Avec 74 premiers romans français, la rentrée littéraire 2011 accélère notablement la décrue enregistrée depuis quatre ans. Par rapport à 2010 et ses 85 premiers romans, la baisse est de 12,9 %. De manière générale, il n'y en avait pas eu aussi peu depuis 1998, année où 58 premiers romans étaient parus. A comparer avec les 34 publiés en 1993, les 102 de 2007 et surtout les 121 de 2004 ! Principale explication, beaucoup d'éditeurs qui ne publiaient que des premiers romans se sont abstenus. La plupart des grandes maisons restent au même niveau (Gallimard, Albin, Grasset, Julliard et Calmann-Lévy).
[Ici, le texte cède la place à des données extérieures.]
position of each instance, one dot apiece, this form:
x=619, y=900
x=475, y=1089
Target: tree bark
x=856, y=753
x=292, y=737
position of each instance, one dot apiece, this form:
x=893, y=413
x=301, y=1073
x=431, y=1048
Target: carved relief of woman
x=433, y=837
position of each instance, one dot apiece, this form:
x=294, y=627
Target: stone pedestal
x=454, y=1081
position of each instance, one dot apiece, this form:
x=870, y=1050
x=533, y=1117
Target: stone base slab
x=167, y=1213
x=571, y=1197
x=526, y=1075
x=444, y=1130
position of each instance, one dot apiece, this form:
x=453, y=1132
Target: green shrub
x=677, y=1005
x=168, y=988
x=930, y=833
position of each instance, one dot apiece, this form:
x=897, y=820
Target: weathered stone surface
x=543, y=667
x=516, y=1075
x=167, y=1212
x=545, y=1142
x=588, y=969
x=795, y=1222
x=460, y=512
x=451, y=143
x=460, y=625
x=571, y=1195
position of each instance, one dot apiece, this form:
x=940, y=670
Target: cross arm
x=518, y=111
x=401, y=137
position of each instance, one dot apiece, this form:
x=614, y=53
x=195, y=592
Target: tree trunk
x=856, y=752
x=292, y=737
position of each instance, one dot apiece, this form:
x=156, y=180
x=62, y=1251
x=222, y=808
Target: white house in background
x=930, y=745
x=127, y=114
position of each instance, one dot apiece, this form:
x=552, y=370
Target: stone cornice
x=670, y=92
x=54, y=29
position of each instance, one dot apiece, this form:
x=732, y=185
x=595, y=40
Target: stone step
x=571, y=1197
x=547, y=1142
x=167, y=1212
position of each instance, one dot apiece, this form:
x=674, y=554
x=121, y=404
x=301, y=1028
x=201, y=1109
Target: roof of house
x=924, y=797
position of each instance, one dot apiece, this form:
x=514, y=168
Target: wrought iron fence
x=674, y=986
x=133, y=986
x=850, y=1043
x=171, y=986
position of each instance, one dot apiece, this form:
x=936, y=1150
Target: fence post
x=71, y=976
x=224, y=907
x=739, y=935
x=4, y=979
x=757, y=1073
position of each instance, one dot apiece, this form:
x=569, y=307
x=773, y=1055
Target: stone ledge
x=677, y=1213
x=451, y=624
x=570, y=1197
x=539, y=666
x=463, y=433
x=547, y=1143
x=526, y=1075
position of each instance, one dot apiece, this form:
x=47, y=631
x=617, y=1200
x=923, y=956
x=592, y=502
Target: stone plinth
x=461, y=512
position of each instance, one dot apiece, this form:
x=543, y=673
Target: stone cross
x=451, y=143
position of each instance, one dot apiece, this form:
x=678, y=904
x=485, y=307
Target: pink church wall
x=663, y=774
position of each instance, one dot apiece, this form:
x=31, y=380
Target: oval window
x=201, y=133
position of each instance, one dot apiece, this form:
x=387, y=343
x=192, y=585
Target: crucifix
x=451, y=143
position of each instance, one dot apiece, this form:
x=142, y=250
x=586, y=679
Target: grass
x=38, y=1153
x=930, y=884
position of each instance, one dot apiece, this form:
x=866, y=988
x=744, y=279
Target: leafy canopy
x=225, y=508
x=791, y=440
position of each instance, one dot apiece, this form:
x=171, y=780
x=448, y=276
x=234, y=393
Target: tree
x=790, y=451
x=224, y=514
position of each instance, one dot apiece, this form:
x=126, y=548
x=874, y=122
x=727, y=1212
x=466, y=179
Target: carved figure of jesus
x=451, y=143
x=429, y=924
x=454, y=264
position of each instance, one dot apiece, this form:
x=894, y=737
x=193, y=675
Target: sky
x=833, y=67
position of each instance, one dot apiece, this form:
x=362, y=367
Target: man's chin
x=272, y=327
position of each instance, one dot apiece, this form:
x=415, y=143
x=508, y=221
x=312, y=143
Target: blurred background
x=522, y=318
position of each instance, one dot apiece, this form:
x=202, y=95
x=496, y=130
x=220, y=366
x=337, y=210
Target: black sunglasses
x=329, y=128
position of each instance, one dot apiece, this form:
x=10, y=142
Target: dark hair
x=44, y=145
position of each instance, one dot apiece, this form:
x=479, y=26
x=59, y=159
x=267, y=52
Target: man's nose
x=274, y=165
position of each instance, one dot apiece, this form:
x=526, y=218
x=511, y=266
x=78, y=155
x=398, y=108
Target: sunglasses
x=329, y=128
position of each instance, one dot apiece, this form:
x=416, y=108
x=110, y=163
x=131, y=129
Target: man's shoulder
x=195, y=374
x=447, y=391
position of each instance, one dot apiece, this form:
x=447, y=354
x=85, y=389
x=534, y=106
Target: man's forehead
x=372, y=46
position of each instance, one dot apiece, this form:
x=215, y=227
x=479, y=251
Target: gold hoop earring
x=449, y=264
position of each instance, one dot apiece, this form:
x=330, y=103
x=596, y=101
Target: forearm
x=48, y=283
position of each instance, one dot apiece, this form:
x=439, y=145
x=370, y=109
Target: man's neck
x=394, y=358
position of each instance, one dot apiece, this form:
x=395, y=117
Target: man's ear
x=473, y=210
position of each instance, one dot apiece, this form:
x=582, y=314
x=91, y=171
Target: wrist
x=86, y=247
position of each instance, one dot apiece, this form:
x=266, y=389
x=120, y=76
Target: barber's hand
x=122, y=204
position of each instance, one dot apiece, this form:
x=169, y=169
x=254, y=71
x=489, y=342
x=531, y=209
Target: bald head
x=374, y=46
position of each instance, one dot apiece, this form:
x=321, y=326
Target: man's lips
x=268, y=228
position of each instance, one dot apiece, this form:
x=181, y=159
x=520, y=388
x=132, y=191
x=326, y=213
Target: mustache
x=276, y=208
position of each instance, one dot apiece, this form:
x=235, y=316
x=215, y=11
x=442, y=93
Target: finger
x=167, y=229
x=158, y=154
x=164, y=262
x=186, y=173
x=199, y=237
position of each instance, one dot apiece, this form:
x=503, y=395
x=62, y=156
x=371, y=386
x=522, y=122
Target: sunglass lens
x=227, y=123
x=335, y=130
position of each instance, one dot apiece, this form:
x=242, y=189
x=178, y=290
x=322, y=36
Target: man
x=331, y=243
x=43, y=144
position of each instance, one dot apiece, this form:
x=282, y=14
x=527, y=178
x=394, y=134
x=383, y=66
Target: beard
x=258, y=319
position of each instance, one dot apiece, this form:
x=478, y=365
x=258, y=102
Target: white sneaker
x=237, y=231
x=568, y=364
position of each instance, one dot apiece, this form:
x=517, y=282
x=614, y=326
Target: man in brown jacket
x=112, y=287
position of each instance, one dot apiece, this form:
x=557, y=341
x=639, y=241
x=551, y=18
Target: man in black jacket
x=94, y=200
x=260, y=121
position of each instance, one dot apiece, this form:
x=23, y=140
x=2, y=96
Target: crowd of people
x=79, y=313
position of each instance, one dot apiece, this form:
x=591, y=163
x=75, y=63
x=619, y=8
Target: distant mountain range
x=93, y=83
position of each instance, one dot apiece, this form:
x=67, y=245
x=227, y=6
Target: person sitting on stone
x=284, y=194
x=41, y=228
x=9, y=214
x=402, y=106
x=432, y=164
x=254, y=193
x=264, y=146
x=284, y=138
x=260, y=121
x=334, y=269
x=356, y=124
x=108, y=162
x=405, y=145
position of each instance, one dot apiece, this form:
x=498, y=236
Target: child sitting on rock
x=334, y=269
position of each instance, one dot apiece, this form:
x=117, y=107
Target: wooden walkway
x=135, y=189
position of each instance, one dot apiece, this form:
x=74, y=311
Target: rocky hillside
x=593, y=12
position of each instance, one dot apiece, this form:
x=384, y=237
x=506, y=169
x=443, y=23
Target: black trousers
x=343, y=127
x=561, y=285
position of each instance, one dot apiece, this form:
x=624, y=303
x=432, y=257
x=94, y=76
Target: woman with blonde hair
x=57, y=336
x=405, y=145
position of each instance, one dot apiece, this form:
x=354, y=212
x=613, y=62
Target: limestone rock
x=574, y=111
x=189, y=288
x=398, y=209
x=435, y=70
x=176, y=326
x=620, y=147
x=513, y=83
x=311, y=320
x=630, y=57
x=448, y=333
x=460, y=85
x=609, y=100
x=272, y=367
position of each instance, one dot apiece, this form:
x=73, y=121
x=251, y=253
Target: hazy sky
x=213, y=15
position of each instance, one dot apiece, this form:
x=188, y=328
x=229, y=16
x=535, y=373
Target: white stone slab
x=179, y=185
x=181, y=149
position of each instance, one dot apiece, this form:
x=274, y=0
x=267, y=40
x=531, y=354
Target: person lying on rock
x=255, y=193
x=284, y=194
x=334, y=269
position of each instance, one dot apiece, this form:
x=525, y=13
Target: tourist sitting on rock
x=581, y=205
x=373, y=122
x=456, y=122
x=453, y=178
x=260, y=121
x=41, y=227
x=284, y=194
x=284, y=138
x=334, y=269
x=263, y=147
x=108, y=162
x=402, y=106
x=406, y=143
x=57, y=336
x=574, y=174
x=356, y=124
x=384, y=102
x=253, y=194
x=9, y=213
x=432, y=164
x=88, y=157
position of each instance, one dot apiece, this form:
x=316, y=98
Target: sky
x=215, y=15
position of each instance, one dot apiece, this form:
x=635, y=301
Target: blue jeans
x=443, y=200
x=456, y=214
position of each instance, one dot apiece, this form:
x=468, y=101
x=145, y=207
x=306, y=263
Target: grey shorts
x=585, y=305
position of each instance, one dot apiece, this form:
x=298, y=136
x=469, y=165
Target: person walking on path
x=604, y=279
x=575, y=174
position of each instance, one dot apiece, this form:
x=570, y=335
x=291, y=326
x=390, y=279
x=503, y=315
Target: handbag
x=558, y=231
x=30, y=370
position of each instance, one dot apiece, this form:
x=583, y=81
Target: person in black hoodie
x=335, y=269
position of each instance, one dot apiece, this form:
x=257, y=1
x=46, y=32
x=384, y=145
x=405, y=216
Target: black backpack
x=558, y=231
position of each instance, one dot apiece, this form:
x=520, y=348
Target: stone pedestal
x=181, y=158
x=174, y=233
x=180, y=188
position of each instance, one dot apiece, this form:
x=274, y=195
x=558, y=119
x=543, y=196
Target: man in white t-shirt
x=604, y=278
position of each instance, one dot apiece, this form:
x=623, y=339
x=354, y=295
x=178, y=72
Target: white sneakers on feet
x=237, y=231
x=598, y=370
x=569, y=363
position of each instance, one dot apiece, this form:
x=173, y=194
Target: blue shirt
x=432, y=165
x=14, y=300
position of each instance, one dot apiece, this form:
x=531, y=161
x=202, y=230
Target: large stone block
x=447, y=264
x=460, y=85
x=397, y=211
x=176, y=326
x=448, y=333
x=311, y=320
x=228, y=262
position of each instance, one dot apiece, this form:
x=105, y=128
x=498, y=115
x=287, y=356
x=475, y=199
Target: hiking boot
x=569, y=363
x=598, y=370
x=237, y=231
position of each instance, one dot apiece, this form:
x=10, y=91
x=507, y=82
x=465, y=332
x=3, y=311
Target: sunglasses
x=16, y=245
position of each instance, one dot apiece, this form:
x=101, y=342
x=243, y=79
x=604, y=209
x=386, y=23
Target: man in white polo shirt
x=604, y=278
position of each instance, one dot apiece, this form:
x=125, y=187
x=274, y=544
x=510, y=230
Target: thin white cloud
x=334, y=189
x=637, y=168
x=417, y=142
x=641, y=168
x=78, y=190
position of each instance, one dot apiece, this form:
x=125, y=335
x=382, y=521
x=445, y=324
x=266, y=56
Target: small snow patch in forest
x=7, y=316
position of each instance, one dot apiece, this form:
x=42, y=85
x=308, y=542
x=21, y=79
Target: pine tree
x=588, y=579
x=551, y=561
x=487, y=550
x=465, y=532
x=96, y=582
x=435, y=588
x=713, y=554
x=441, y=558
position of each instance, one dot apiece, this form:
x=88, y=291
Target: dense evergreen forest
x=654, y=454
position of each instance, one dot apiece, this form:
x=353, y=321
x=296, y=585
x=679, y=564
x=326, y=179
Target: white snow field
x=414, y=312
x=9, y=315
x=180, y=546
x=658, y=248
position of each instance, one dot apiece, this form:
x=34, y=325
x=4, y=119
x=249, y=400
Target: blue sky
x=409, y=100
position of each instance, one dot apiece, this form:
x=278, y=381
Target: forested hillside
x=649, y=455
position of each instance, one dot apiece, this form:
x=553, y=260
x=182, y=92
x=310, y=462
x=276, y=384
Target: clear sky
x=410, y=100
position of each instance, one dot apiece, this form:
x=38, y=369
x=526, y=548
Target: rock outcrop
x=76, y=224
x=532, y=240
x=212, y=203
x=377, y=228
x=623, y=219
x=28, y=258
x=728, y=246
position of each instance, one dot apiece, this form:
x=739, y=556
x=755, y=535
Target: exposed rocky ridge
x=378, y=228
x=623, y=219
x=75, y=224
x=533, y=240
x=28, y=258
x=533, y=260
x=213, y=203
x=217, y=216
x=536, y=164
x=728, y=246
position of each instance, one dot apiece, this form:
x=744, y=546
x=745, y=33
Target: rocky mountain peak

Flammarion, qui n'avait pas présenté de nouvel auteur l'an passé, en propose un. A l'inverse, Stock, Le Seuil et Plon en comptent chacun un de moins et Lattès passe de quatre à deux. Si le niveau de production s'est plus ou moins maintenu chez les "gros", ce sont donc les petites maisons qui font la différence cette année. Afin d'éviter la déferlante d'août-septembre, certaines ont parfois publié dès mai-juin leurs premiers romans. Présentes en 2010 mais absentes en 2011, figurent notamment Michalon, Elan Sud, Philippe Rey, Le Temps qu'il fait, La Table ronde et Stéphane Million. Les femmes sont toujours moins nombreuses, mais à 35 contre 39, la parité est manquée de peu. Un contraste fort avec les années précédentes où la proportion était plutôt deux tiers d'hommes pour un tiers de femmes.
L'AMOUR TOUJOURS
Cette année, les premiers romans puisent largement leur inspiration dans les histoires d'amour, souvent impossibles. A l'image de celle imaginée par le journaliste Pierre de Vilno (Elvire et Jérémy, Héloïse d'Ormesson), où un homme et une femme s'aiment et se déchirent alors qu'ils sont d'ordinaire tous les deux attirés par des individus du même sexe. Valérie Perronet, dans Jeanne et Marguerite (Calmann-Lévy), retrace deux romances tragiques vécues par des héroïnes séparées par près d'un siècle. Pour leur part, les personnages de Myriam Thibault (Orgueil et désir, Léo Scheer) n'osent pas révéler leurs sentiments l'un pour l'autre de peur de faire montre de faiblesse. La complexité de la relation est au coeur de Va et dis-le aux chiens (Fayard) d'Isabelle Coudrier, dont les deux protagonistes nient la force de leur attachement au mépris de l'évidence. >Enfin, Isabelle Cros, dans Le guetteur (Gaspard nocturne), conte la déception amoureuse d'une femme qui s'est profondément trompée sur le caractère de son amant, pour lequel elle a abandonné sa passion de la danse.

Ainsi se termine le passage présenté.